“No puede haber tristeza cuando nace la vida” (S. León Magno).
La Navidad es alegría y la Iglesia, el Evangelio, nos invita a la alegría; no nos invita a una alegría insulsa y superficial, tampoco nos invita a la alegría de quienes ríen y no saben por qué, envueltos,quizás, en unos villancicos que nacieron un día para adorar a un Dios hecho Niño y hoy, permanecen, deformados por la publicidad, en los medios o repetidos hasta la saciedad en las áreas comerciales, sin más finalidad que incitarnos a la compra y al consumo… En las calles,hay muchas luces, lo invaden todo, pero no iluminan el interior de nadie; hay estrellas que guían, pero que no conducen a ninguna parte.
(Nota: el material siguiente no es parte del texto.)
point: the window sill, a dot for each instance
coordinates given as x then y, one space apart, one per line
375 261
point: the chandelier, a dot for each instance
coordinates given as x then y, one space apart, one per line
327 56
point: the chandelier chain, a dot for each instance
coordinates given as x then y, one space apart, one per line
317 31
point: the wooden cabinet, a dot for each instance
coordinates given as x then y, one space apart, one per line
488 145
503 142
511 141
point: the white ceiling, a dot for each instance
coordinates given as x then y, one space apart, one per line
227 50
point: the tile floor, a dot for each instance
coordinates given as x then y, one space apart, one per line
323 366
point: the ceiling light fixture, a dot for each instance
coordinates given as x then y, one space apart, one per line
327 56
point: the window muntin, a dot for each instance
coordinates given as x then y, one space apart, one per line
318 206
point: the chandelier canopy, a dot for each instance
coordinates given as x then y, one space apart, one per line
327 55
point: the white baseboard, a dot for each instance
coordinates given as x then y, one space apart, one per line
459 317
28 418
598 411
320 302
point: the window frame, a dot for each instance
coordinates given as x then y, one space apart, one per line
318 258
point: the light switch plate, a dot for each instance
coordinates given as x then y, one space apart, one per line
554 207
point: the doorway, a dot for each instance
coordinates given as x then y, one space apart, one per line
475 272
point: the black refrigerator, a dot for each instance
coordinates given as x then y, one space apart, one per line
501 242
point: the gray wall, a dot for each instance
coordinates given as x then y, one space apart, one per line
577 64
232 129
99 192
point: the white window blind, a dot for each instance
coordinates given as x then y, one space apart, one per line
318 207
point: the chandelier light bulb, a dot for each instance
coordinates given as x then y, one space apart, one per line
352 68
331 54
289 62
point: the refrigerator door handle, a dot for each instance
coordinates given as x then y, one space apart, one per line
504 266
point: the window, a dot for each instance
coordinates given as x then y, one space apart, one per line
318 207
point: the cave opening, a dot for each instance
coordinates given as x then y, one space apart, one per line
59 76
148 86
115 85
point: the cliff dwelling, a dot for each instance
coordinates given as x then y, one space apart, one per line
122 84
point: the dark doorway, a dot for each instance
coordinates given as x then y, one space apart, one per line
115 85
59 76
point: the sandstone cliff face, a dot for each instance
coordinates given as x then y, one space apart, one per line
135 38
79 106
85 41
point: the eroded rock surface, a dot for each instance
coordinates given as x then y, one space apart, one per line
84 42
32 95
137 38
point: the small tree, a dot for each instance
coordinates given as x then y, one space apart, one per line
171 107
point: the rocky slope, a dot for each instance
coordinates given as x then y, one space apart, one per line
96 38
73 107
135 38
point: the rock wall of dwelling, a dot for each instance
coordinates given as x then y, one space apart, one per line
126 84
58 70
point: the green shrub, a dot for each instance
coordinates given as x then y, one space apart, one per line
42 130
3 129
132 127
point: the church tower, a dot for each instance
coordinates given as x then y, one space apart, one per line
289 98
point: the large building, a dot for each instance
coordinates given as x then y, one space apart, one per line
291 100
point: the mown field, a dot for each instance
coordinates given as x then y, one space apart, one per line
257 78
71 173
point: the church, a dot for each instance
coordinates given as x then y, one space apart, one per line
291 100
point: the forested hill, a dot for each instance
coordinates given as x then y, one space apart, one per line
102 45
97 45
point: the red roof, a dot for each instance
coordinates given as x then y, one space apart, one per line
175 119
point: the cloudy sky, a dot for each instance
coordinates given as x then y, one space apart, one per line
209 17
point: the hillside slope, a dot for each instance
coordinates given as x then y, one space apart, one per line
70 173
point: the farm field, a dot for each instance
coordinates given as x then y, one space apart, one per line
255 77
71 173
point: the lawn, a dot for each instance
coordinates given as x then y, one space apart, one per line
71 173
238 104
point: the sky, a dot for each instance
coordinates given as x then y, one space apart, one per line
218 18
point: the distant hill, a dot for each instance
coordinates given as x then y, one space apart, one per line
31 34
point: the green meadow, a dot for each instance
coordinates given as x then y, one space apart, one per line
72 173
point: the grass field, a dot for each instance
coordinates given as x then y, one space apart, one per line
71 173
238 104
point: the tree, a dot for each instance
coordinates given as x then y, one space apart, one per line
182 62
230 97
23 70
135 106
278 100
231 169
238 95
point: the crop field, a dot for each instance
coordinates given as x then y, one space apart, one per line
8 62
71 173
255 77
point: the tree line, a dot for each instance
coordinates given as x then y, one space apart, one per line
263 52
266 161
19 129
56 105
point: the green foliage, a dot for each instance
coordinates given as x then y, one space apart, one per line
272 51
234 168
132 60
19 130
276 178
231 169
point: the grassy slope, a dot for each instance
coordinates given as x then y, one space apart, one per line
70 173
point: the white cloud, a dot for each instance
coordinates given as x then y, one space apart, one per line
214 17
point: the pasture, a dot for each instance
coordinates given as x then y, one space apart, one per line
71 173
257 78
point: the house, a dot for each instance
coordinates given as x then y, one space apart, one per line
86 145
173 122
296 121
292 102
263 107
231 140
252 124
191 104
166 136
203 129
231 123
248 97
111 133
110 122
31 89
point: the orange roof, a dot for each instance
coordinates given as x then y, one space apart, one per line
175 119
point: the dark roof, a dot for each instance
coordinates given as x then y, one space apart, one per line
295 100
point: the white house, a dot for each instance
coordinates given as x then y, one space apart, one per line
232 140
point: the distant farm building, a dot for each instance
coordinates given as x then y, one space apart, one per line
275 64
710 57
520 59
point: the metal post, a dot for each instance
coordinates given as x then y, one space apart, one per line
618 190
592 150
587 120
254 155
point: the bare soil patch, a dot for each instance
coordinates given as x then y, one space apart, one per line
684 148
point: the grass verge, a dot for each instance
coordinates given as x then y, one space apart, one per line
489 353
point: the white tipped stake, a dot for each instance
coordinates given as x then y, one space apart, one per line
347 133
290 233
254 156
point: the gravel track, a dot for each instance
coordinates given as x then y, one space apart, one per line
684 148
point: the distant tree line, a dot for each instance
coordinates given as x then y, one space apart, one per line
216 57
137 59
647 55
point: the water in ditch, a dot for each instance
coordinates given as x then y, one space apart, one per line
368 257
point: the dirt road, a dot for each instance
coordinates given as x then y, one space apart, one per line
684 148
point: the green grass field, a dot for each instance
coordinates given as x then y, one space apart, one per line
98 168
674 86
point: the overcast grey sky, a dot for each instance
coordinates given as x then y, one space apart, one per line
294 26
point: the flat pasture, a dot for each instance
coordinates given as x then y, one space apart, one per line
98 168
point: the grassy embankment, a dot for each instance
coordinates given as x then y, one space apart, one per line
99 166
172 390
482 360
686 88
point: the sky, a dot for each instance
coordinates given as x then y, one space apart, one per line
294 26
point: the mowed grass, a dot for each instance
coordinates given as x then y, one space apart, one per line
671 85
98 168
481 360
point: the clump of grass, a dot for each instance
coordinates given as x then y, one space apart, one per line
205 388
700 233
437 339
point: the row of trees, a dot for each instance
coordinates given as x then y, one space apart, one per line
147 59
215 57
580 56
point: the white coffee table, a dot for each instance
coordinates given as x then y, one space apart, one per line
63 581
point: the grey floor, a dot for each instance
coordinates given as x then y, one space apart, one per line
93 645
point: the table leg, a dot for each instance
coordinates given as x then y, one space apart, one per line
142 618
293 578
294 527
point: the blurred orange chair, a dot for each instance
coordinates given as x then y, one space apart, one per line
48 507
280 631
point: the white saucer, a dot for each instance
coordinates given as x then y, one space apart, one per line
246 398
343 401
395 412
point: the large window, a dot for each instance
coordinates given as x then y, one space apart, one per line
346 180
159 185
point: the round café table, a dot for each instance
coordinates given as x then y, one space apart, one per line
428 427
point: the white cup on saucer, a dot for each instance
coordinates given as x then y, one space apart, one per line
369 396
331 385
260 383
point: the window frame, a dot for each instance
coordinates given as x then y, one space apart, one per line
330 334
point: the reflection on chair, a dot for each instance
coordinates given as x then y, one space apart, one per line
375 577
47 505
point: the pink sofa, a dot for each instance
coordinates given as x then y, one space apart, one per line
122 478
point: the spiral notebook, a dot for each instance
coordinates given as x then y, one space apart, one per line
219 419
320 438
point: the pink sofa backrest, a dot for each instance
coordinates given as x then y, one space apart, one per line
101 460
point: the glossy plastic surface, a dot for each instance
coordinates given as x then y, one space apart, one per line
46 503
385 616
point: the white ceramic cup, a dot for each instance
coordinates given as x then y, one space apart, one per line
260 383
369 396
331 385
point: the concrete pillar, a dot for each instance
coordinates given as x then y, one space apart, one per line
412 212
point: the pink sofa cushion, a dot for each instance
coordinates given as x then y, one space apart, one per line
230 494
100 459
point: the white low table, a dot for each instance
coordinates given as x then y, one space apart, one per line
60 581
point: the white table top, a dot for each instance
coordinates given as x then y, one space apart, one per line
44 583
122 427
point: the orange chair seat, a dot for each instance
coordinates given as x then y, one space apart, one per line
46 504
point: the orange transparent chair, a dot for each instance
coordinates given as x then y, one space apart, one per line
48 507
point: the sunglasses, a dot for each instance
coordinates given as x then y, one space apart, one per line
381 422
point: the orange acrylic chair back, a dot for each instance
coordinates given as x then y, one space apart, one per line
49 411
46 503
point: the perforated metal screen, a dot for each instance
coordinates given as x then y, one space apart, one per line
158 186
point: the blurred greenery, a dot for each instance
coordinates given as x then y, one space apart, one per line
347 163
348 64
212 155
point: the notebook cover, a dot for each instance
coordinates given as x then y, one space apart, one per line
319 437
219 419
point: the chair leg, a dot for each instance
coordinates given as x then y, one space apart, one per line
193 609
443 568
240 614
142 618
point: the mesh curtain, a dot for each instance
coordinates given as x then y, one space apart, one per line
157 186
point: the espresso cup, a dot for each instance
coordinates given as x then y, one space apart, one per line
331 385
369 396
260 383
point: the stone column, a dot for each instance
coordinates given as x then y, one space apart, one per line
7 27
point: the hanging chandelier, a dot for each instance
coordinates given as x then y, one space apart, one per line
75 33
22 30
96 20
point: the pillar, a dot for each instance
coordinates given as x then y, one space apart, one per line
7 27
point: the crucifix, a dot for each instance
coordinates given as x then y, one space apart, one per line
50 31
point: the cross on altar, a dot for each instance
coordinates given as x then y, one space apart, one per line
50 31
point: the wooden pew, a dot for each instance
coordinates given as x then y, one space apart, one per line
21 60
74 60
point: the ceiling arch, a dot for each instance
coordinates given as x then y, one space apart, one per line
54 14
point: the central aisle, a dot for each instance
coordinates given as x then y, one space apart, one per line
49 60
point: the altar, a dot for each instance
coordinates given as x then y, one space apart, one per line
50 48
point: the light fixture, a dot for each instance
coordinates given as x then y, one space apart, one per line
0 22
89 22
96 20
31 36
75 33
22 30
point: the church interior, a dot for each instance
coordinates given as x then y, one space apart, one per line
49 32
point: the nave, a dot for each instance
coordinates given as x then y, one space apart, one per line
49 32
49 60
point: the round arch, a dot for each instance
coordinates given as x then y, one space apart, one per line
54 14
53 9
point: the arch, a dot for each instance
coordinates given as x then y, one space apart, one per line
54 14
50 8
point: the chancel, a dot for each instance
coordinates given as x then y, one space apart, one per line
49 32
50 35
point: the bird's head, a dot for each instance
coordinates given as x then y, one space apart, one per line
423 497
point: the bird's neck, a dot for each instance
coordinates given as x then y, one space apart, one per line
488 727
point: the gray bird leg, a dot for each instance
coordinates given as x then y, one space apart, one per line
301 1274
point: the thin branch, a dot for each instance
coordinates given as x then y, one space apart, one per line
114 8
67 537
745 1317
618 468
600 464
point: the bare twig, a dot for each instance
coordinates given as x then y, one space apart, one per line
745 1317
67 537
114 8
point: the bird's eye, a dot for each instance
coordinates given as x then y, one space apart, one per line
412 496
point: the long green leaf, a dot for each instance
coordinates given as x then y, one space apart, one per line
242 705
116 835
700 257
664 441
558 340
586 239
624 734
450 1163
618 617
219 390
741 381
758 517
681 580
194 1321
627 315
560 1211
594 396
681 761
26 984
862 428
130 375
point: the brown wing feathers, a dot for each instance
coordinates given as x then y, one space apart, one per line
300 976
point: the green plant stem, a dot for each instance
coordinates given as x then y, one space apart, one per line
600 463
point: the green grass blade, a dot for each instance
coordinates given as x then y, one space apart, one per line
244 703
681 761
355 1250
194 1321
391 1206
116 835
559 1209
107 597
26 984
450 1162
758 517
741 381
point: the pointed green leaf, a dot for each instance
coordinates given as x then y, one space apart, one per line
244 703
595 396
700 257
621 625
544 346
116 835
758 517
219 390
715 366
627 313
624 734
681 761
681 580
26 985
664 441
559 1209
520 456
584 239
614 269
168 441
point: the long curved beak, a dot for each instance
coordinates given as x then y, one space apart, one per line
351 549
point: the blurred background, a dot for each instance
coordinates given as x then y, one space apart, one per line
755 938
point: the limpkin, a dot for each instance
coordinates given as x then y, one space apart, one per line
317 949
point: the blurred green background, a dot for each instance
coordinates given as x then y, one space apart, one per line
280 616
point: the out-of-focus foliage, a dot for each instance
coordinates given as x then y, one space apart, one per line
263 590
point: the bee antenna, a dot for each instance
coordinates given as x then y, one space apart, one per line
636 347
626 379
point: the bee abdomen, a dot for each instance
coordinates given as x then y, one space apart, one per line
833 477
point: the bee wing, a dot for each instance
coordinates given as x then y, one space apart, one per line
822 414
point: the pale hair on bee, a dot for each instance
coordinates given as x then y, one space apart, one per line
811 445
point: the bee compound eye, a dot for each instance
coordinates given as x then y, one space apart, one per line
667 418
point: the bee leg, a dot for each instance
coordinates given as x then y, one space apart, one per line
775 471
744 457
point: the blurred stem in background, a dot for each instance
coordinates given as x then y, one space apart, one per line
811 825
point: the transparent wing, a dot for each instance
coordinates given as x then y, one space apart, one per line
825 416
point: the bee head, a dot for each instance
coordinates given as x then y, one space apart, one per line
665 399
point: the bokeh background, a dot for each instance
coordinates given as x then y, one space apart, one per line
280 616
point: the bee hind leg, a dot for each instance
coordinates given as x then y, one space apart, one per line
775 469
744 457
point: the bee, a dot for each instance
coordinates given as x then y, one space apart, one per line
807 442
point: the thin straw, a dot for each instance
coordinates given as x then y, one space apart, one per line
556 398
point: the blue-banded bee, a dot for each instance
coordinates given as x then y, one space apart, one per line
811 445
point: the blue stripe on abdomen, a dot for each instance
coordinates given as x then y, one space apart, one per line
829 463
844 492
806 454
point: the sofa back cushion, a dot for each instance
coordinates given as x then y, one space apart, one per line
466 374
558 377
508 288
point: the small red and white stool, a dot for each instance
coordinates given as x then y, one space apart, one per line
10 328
Y, sin embargo, tenemos motivos para el júbilo radiante, para la alegría plena, para la fiesta solemne: “Dios se ha hecho hombre y ha venido a habitar entre nosotros”. Hoy se nos invita a vivir alegres, a dejarnos invadir por la cercanía de Dios; se nos invita a dejarnos seducir por la ternura de Dios que se manifiesta en un Niño recién nacido; se nos invita a dejarnos fascinar, a entusiasmarnos, por un Dios inaudito, provocador.
Los creyentes tenemos que recuperar el corazón de esta fiesta y descubrir, detrás de tanto aturdimiento y superficialidad, el misterio que da origen a tanta felicidad.